Question Let $p$ and $q$ be primes with $p<q$. Prove that a non-abelian group of order $pq$ has a nonnormal subgroup of index $q$, so there there eixists and injective homomorphism into $S_q$

First I prove a Lemma:

If $H\triangleleft G$, then for every conjugacy class $\mathcal{K} \subseteq H$ or $\mathcal{K} \cap H = \emptyset$.

proof:
If $x\in K\cap H$, then $gxg^{-1} \in gHg^{-1}$ for all $g\in G$. Since $H$ is normal $gHg^{-1}=H$, so that $H$ contains all the conjugates of $x$,i.e., $\mathcal{K} \subseteq H$ (Dummit and Foot, 4ed, pg 127).

Here's my attempt on the question:

proof:
Let $G$ be a group such that $|G|=pq$ and $p<q$. Then $G \cong \mathbb{Z}_{pq}$, and so $G$ has two subgroups, say $H$ and $K$, of orders $p$ and $q$, respectively. 'Suppose that $H$ is a subgroup in $G$ of order $p$; a subgroup $K$ of order $q$ exists in $G$ by Cauchy (Nicky Hekster).' Also, by Lagrange, $H=\langle x \rangle$ and $K=\langle y \rangle$ for some $y,x \in G$. Since $p$ is the smallest prime that divides the order of $G$ and $|G:K|=p$, then $K\triangleleft G$ (by some theorem).

Suppose, by contradiction, that $H\triangleleft G$. Then for $x^i \in H$, $gx^ig^{-1}=x^k \in H$ for all $g\in G$. So $H\subseteq \mathcal{O}_{x^i}$ (the conjugacy class of $x_i$).
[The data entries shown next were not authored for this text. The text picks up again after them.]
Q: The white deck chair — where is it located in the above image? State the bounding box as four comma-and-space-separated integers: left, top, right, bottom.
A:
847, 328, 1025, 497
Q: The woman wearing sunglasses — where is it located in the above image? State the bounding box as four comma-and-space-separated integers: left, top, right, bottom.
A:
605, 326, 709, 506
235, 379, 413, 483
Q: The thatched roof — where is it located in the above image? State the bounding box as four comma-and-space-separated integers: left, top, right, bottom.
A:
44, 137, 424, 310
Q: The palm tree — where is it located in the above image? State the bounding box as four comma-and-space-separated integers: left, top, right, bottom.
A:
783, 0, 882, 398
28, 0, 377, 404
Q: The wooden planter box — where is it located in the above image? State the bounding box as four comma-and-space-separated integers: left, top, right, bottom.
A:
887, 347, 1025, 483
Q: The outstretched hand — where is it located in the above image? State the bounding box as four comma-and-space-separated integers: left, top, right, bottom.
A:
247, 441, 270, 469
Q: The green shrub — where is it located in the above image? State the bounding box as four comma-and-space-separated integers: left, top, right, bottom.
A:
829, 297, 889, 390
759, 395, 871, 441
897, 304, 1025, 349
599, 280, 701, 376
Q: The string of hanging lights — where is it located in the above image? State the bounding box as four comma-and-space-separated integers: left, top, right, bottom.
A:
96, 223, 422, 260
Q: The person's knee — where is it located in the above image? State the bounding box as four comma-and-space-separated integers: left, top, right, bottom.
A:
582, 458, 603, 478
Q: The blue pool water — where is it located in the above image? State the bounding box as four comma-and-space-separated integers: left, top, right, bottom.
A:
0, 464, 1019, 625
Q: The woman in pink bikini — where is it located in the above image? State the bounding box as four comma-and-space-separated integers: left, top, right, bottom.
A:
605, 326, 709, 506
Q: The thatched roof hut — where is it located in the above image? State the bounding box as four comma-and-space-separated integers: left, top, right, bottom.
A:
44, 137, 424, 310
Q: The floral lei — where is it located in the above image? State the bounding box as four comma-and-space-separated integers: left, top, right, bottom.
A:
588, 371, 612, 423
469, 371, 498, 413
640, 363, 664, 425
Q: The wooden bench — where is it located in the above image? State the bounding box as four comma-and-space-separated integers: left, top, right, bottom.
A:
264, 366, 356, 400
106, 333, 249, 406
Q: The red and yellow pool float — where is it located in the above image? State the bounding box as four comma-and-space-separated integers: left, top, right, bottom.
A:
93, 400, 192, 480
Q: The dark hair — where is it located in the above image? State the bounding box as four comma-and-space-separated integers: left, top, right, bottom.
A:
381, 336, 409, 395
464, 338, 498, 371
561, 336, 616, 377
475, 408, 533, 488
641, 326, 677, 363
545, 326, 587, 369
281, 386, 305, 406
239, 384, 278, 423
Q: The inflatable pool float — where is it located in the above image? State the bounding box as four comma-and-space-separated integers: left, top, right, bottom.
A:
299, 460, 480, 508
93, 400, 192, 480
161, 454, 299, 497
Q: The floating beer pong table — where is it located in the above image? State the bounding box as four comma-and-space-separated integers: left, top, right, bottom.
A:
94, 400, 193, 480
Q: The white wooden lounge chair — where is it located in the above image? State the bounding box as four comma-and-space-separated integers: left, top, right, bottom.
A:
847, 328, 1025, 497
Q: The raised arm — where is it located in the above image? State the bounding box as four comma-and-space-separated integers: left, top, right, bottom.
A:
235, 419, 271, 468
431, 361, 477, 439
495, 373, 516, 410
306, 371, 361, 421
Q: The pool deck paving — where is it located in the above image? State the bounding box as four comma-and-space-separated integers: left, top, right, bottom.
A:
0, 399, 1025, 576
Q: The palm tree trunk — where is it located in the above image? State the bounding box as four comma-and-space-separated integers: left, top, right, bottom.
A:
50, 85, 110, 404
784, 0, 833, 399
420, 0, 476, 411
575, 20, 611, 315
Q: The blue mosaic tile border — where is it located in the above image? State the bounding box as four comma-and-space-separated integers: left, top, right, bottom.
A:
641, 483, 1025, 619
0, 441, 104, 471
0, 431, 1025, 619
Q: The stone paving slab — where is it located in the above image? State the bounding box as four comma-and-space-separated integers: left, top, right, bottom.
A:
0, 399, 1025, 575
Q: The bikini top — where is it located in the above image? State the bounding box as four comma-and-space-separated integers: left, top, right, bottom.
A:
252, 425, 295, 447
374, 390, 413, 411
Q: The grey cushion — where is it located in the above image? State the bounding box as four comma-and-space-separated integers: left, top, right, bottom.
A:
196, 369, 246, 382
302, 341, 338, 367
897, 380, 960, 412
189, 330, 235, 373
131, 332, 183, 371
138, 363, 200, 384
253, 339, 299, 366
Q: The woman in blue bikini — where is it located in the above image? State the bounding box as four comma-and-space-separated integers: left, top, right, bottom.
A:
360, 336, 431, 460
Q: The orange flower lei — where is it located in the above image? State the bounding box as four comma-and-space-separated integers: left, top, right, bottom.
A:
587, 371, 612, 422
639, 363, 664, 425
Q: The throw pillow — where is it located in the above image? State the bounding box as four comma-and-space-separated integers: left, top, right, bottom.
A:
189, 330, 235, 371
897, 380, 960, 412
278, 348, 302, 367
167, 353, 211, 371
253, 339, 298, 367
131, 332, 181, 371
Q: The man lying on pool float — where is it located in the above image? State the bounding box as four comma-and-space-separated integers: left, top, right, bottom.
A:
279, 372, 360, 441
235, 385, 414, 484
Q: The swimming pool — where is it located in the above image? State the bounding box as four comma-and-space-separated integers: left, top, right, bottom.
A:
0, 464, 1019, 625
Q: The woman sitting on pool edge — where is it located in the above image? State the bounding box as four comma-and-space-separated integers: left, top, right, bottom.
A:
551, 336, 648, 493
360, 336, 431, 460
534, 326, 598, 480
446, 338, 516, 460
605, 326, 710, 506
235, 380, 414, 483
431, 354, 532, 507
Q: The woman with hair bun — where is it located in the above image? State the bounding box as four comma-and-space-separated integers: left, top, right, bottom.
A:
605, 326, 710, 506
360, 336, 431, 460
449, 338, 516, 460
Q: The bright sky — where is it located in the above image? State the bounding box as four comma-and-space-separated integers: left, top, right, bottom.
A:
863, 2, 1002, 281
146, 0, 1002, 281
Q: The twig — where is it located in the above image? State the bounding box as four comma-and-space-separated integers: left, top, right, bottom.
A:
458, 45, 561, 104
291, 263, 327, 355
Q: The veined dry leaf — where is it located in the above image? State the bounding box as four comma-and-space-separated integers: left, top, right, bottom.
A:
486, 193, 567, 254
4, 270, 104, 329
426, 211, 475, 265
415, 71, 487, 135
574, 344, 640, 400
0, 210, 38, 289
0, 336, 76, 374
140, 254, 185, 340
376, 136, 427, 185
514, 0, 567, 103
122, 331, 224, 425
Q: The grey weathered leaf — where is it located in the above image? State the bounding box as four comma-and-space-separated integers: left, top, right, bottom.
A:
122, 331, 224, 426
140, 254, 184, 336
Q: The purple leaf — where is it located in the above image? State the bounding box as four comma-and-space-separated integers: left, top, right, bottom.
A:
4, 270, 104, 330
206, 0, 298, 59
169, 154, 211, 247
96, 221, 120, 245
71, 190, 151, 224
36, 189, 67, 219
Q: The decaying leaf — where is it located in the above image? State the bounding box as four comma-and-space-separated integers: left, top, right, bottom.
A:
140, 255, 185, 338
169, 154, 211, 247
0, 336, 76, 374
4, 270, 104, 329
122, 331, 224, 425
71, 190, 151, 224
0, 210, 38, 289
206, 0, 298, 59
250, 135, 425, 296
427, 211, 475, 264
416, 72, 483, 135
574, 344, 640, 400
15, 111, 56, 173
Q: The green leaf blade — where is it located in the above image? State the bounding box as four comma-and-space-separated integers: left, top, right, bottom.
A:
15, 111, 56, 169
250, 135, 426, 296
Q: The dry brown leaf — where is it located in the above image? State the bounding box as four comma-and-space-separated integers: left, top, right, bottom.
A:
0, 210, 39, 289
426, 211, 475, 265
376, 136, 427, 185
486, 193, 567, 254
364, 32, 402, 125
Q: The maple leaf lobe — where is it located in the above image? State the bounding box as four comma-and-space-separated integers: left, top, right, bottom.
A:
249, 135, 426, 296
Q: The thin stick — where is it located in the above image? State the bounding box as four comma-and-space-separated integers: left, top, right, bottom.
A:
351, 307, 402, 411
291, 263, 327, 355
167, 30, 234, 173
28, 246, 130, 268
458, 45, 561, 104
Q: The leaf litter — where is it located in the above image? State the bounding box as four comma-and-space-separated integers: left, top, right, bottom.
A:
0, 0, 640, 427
Since $|x^i|$ divides $p$, then $x_i\not \in K$. Thus $\mathcal{O}_{x_i} \not \subseteq K$. Also, since $e=x^p$ and $gx^pg^{-1}=e$, then $e\in \mathcal{O}_{x_i}$. Thus $\mathcal{O}_{x_i} \cap K \neq \emptyset$. Therefore $K$ is not normal in $G$, which is absurd.

Now let $\phi: G \rightarrow S_q$ be the permutations representation afforded by the action of $G$ on $A=G/H$ by left multiplication -- say $\pi_g:A\rightarrow A$ defined by $aH\mapsto gaH$ for all $g\in G, \; aH\in A$. We know that $\ker \pi_g \leq H$ and $\ker \pi_g \triangleleft G$. Since $|H|=p$, then $|\ker \pi_g|=p$ or $|\ker \pi_g|=1$. If $|\ker \pi_g|=p$, then $\ker \pi_g$ is not normal in $G$. Therefore, $|\ker \pi_g|=1$. Since $\ker \pi_g=\ker \phi$, then $\phi$ must be injective.

Sorry for any typos (and a HUGE 'thank you' to anyone who actually reads this).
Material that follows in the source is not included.